La formation aux premiers secours, une « grande cause nationale » qui tarde à décoller

Publié le 18 octobre 2017 à 10h30 - par

Alors qu’elle avait été décrétée « grande cause nationale » après les attentats de 2015, la formation aux premiers secours, qui peut aider à sauver des milliers de vies chaque année, tarde à se généraliser en France faute de moyens et d’être obligatoire.

La formation aux premiers secours, une "grande cause nationale" qui tarde à décoller

Garrot pour arrêter une hémorragie, massage cardiaque : seuls 29 % des Français sont formés à ces réflexes essentiels en cas d’urgence, contre 80 % dans les pays scandinaves, en Allemagne ou au Canada, selon la Fédération nationale des sapeurs-pompiers de France (FNSPF).

Chaque année en France, 40 000 personnes meurent d’un malaise cardiaque et 20 000 d’un accident de la vie courante, bien plus que d’accidents de la route (moins de 3 500 morts) par exemple.

À partir du moment où ils sont appelés pour une urgence, les pompiers mettent en moyenne 13 minutes pour arriver sur place.

Or « en cas d’arrêt cardiaque, on peut avoir des dommages cérébraux au bout de 3 minutes », et « en cas de saignement abondant, il faut des gestes dans les 10 premières minutes », explique à l’AFP le lieutenant Patrick Chavada, conseiller et formateur en secourisme à la FNSPF.
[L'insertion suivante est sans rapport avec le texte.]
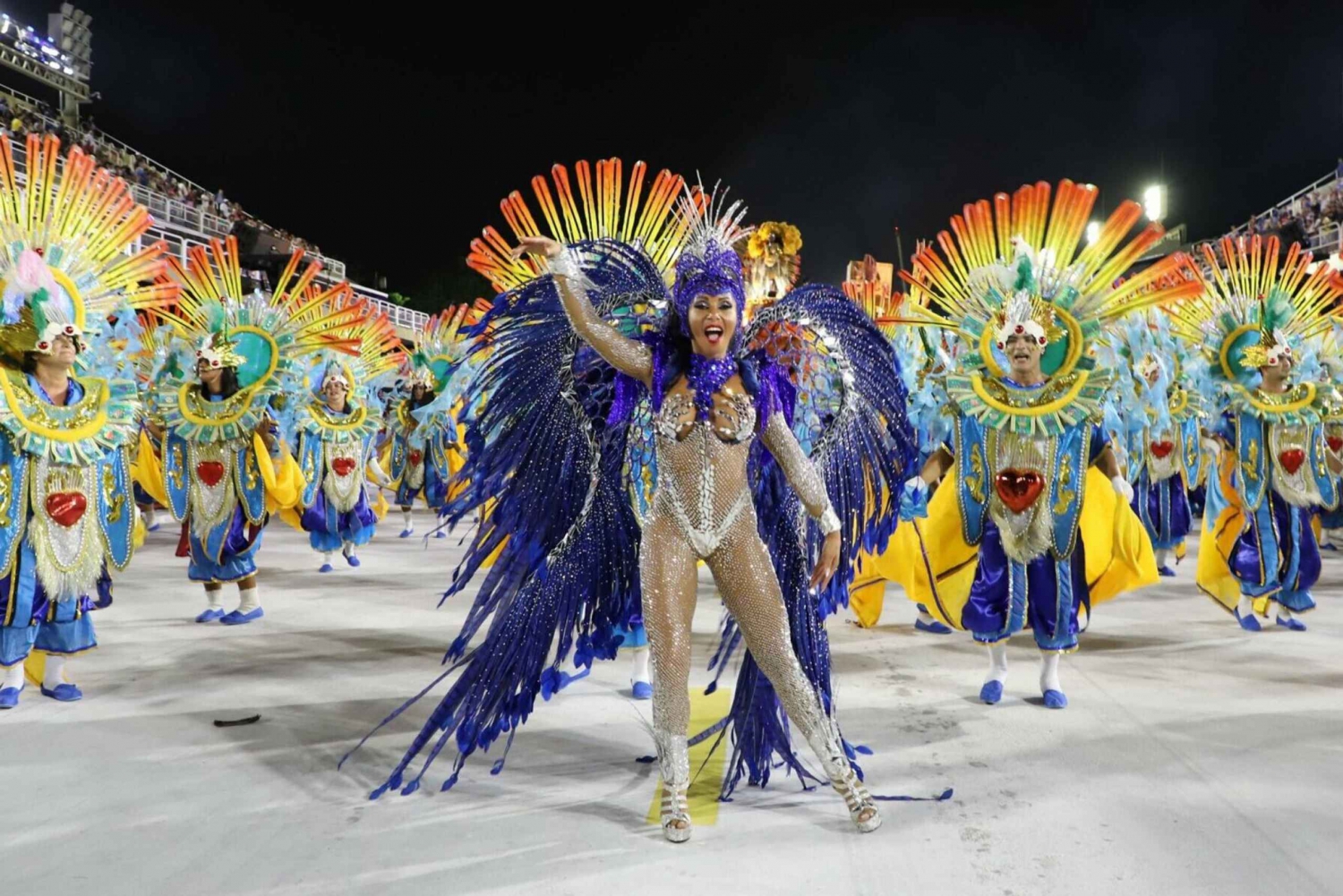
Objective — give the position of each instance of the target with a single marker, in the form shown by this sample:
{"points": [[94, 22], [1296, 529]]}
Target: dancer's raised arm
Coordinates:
{"points": [[623, 354]]}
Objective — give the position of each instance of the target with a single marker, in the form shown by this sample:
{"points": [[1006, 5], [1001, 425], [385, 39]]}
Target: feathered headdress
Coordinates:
{"points": [[604, 206], [442, 344], [1253, 306], [64, 255], [709, 263], [1021, 262], [258, 335]]}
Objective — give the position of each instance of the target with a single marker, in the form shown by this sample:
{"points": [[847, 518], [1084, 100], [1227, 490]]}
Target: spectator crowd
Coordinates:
{"points": [[19, 118], [1313, 218]]}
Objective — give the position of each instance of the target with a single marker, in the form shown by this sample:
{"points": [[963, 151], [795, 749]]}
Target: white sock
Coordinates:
{"points": [[997, 662], [247, 600], [54, 673], [1049, 670], [639, 672], [13, 676]]}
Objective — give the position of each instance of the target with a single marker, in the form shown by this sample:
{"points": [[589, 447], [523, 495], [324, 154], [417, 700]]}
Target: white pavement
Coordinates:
{"points": [[1194, 758]]}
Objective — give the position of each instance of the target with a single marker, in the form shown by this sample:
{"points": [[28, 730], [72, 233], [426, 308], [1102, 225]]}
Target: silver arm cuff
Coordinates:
{"points": [[566, 265], [829, 520]]}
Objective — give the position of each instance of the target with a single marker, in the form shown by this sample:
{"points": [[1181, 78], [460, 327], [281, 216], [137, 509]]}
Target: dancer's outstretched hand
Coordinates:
{"points": [[543, 246], [827, 563]]}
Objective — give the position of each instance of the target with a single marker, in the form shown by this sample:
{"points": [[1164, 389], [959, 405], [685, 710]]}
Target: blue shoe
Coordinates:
{"points": [[64, 692], [1249, 624], [236, 619]]}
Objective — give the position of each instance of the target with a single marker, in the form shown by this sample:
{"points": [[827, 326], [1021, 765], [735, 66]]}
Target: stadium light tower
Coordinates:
{"points": [[1154, 201], [72, 32]]}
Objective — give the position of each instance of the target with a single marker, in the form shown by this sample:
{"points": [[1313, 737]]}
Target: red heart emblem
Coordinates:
{"points": [[66, 507], [1018, 490]]}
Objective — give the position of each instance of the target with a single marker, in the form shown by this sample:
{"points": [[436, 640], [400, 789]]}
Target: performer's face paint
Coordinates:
{"points": [[210, 376], [1023, 352], [335, 392], [714, 320], [64, 351], [1278, 375]]}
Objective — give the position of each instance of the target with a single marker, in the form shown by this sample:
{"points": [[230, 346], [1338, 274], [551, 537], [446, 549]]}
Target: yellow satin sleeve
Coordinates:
{"points": [[931, 560], [284, 482], [147, 471], [1217, 541]]}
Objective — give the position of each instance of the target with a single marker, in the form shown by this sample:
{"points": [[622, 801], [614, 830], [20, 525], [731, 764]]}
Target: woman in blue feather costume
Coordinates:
{"points": [[560, 446]]}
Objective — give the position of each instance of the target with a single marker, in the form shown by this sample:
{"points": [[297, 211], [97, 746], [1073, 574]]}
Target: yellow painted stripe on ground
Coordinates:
{"points": [[704, 788]]}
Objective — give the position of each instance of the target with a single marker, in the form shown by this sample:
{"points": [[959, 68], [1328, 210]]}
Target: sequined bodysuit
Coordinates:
{"points": [[703, 509]]}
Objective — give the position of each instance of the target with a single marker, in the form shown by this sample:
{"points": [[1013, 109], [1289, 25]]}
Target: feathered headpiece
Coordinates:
{"points": [[262, 336], [64, 260], [1021, 262], [442, 344], [709, 263], [604, 206], [1253, 306], [218, 351]]}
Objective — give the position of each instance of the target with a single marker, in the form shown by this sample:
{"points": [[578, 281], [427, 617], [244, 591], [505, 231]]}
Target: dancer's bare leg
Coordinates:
{"points": [[744, 574], [668, 579]]}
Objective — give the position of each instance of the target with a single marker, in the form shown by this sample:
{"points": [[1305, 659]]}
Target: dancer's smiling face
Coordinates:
{"points": [[210, 376], [335, 392], [1278, 375], [714, 320], [1023, 352]]}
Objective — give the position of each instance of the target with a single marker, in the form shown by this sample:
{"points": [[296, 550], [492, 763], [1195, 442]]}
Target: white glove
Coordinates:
{"points": [[1123, 488]]}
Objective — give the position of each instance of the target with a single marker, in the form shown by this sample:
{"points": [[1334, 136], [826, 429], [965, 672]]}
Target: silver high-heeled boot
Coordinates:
{"points": [[825, 740], [674, 761]]}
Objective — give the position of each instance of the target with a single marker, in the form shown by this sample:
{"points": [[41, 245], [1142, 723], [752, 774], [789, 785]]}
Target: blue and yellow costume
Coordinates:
{"points": [[424, 434], [1257, 546], [1165, 430], [219, 474], [67, 514], [336, 449], [1022, 530]]}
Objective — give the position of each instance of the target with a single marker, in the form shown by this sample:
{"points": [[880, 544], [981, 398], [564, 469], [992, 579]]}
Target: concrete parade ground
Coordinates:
{"points": [[1194, 758]]}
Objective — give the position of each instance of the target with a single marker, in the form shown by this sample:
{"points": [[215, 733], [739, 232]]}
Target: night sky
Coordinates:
{"points": [[389, 137]]}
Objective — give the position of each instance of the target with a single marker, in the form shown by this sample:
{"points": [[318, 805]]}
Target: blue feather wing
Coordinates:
{"points": [[849, 415], [551, 480]]}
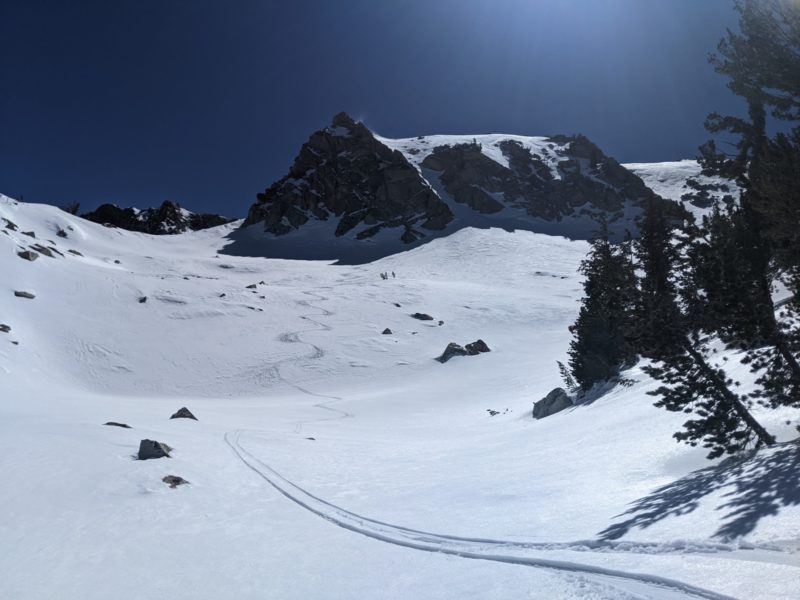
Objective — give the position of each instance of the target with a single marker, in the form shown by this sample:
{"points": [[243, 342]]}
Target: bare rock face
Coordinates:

Il suffit donc qu’un passant connaisse quelques gestes simples pour sauver une vie ou éviter de graves séquelles, soulignent les pompiers, qui forment chaque année 100 000 personnes à ces techniques.

En clôturant le congrès national des pompiers samedi 14 octobre à Ajaccio, le ministre de l’Intérieur, Gérard Collomb, a souhaité qu’à court terme, « 80 % de la population puisse être formée (…) dès l’école », ou « dans nos entreprises, nos administrations ».
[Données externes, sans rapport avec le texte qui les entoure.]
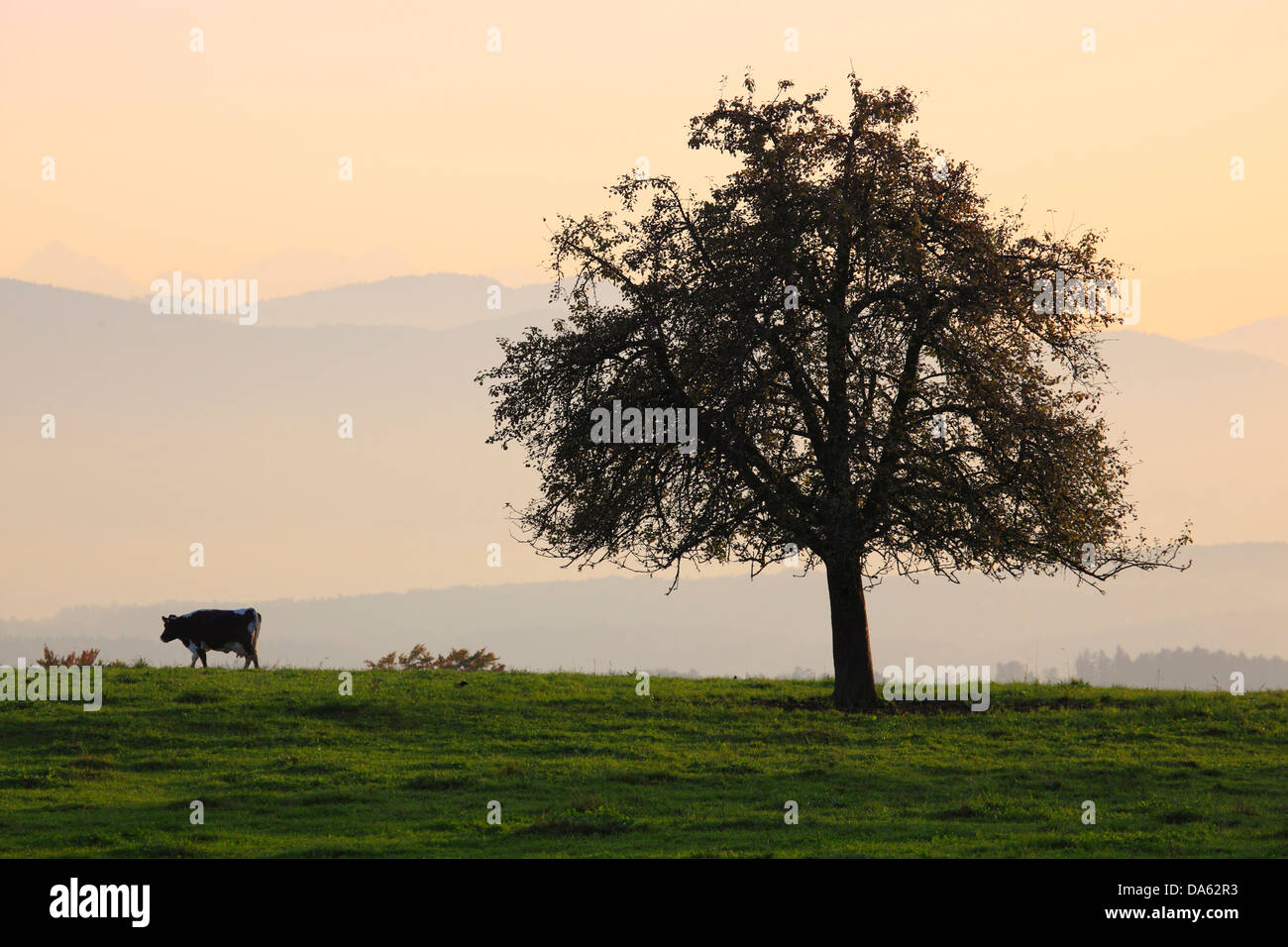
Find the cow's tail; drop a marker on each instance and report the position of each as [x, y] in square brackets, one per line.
[254, 639]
Une semaine plus tôt, Emmanuel Macron avait fait sien cet objectif de 80 %, préconisé dans un rapport publié en mai dernier par le président de la FNSPF, Éric Faure, et celui de l’Association des médecins urgentistes de France (AMUF), Patrick Pelloux.

La prise de conscience remonte aux attentats de novembre 2015. « Beaucoup de gens ont été sauvés par des garrots ou compressions de plaies improvisés avant l’arrivée des secours », souligne le lieutenant Chavada. Les demandes du public en formations ont alors explosé.

Électrochoc des attentats

En 2016, le gouvernement attribuait le label « Grande cause nationale » à la campagne de formation « Gestes qui sauvent » (GQS, d’une durée de deux heures) portée par la FNSPF, la Protection civile et la Croix-Rouge.

Le rapport Pelloux-Faure préconise notamment d’inscrire les formations aux premiers secours tout au long du parcours scolaire.

Car les principaux acteurs du secteur en conviennent : on n’arrivera pas à l’objectif de 80 % sans rendre ces formations obligatoires, via l’école ou dans le cadre de certains permis (conduite notamment), voire le futur service national envisagé par M. Macron.

Au congrès d’Ajaccio, la FNSPF, qui a mis en place un portail internet de formation ludique aux gestes qui sauvent (Sauvequiveut.fr), s’est félicitée de l’engagement de M. Macron en faveur de l’objectif 80 %. Mais ses cadres ont aussi noté que M. Collomb n’avait annoncé au congrès aucune nouvelle mesure concrète pour y arriver rapidement.

Éric Faure a appelé le ministère de l’Éducation à « la mobilisation », ajoutant que les pompiers étaient prêts à l’aider.

L’obligation de former les élèves aux gestes de base de premier secours figure dans la loi depuis 2004, l’objectif étant de voir la formation Prévention civique de niveau 1 (PSC1, 7h) généralisée en classe de 3e.

Mais dans les faits, les formations aux premiers secours ne sont pas obligatoires pour tous à l’école, et la formation des formateurs n’a pas suivi faute de temps, de budgets ou de personnes disponibles.

En 2014 (derniers chiffres disponibles) seuls 30 % d’élèves avaient leur PSC1, selon le ministère de l’Éducation, qui souligne que d’autres élèves ont eu des formations moins longues type « gestes qui sauvent » et que davantage de formateurs ont été formés ces dernières années.

« On ne peut pas tout demander aux enseignants », estime Patrick Pelloux, qui plaide pour « un système de coopération souple et efficace » où des formateurs pompiers, médecins ou issus d’associations pourraient venir former les jeunes dans les écoles, et tous les autres ailleurs.

Quant au financement des formations, « cela suppose des moyens », souligne Éric Faure, qui réclame « une véritable impulsion de l’État, relayée par les collectivités locales ».